Eccole, le lacrime che aspettavo. In quel preciso istante, guardando il Comitato in visita raccolto intorno alla Signora Maria, guardando il Professore che ci osservava da decine di fotografie, realizzai di essere ufficialmente e irrimediabilmente orfano. Avevo scampato la morte del Professore e adesso era successo l’imponderabile: era morta mia madre, l’essere Immortale per antonomasia. Non c’era più nessuno dietro di me, nessuno che avesse il compito e l’obbligo di pensare a me, accudirmi, proteggermi, giudicarmi, comprendermi, aspettarmi, consigliarmi e assolvermi. Da quel momento avrei avuto solo persone al mio fianco; e davanti a me tre piccoli esseri umani che, piuttosto incredibilmente, si sarebbero relazionati a me nello stesso modo in cui io mi sono relazionato ai miei genitori. Nessuno alle mie spalle.
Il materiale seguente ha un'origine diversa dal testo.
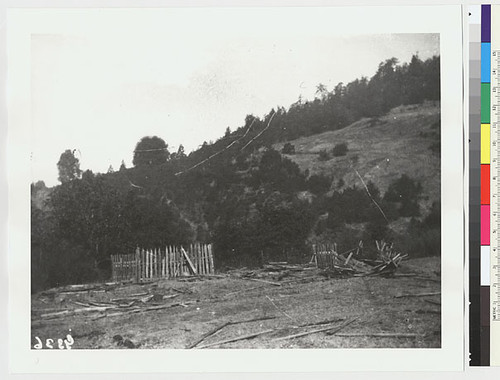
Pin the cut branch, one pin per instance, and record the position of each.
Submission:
(250, 336)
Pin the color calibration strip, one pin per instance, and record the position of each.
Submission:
(485, 183)
(474, 185)
(493, 276)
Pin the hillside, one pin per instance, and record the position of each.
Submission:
(380, 149)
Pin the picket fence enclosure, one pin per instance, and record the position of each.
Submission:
(169, 262)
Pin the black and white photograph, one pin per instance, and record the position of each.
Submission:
(218, 179)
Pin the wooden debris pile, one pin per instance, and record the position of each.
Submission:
(325, 256)
(326, 262)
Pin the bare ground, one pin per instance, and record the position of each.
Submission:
(370, 305)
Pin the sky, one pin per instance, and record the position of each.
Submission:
(184, 78)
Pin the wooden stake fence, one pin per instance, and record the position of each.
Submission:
(169, 262)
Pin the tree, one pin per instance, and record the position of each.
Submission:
(288, 148)
(150, 151)
(68, 166)
(180, 152)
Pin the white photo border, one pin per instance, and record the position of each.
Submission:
(445, 20)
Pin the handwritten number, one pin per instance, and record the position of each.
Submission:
(69, 341)
(38, 345)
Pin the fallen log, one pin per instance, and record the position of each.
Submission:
(77, 311)
(329, 328)
(249, 336)
(418, 295)
(263, 281)
(206, 335)
(380, 335)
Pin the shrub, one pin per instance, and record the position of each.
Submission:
(288, 149)
(323, 155)
(318, 184)
(339, 150)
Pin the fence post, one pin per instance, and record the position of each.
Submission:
(211, 259)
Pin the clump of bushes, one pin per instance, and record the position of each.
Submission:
(323, 155)
(288, 148)
(339, 150)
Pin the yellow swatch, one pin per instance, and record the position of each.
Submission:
(485, 143)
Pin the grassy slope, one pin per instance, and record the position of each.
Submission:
(380, 150)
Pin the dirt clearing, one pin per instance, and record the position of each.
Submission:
(309, 311)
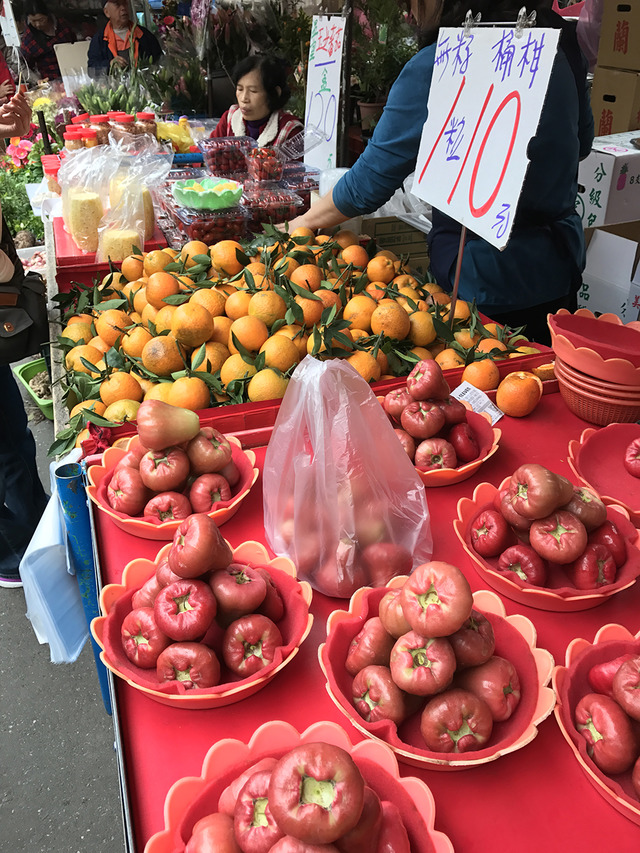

Mi arrivò una botta terribile di tristezza.
Fu solo un attimo, però.

Subito dopo, quella stanza, quella casa, quelle persone, quel dialetto, quel che rimaneva della nostra grande famiglia del Sud mi convinsero che ce l’avrei e ce l’avremmo fatta e che, da quel momento, avremmo tentato disperatamente di non disperdere il patrimonio che avevamo ricevuto dal Professore e dalla Signora Maria. Ci saremmo arrangiati come potevamo, avremmo provato noi a fare loro, sbagliando e riprovando, a volte orgogliosi del risultato raggiunto, a volte miseramente sconfitti dal confronto con una storia irripetibile a cui però, adesso mi fu chiarissimo, non avremmo mai rinunciato. D’altra parte, oltre a tutto il resto, da loro avevamo ricevuto la fiducia in noi stessi e nella vita, una naturale predisposizione all’ottimismo, la confidenza che le cose, in un modo o nell’altro, si sarebbero sempre aggiustate. Era stato così anche quando era morta mia sorella. La Signora Maria aveva smesso di sorridere e di cucinare la parmigiana di melanzane, ma l’imprinting era rimasto: da qualche parte saremmo ripartiti, avremmo ballato di nuovo, avremmo sperato di nuovo. Le cose si sarebbero aggiustate. Non avremmo cambiato il nostro modo di guardare alle persone, la nostra voglia di metterci tutti a tavola, il desiderio di ospitare, di aprire le nostre case. Così facemmo allora e così avremmo fatto a partire da oggi.

Ma la commozione arrivò anche perché questa volta gli ospiti me li ricordavo tutti, ne ricordavo i nomi e gli sguardi: erano la mia infanzia, il bambino che ero stato, il mio tempo più bello, quello in cui non mi ero mai sentito un adattato, quello in cui c’era solo il presente, il passato non esisteva e il futuro era ancora troppo lontano per poter essere immaginato.

Quel tempo che adesso era tornato a salutarmi nel momento in cui il cerchio si chiudeva e mi separavo definitivamente dai miei genitori.

A Bari, a casa mia.

Pierluigi De Palma, Bari calling


Pierluigi De Palma è un avvocato, esperto di copyright in campo musicale.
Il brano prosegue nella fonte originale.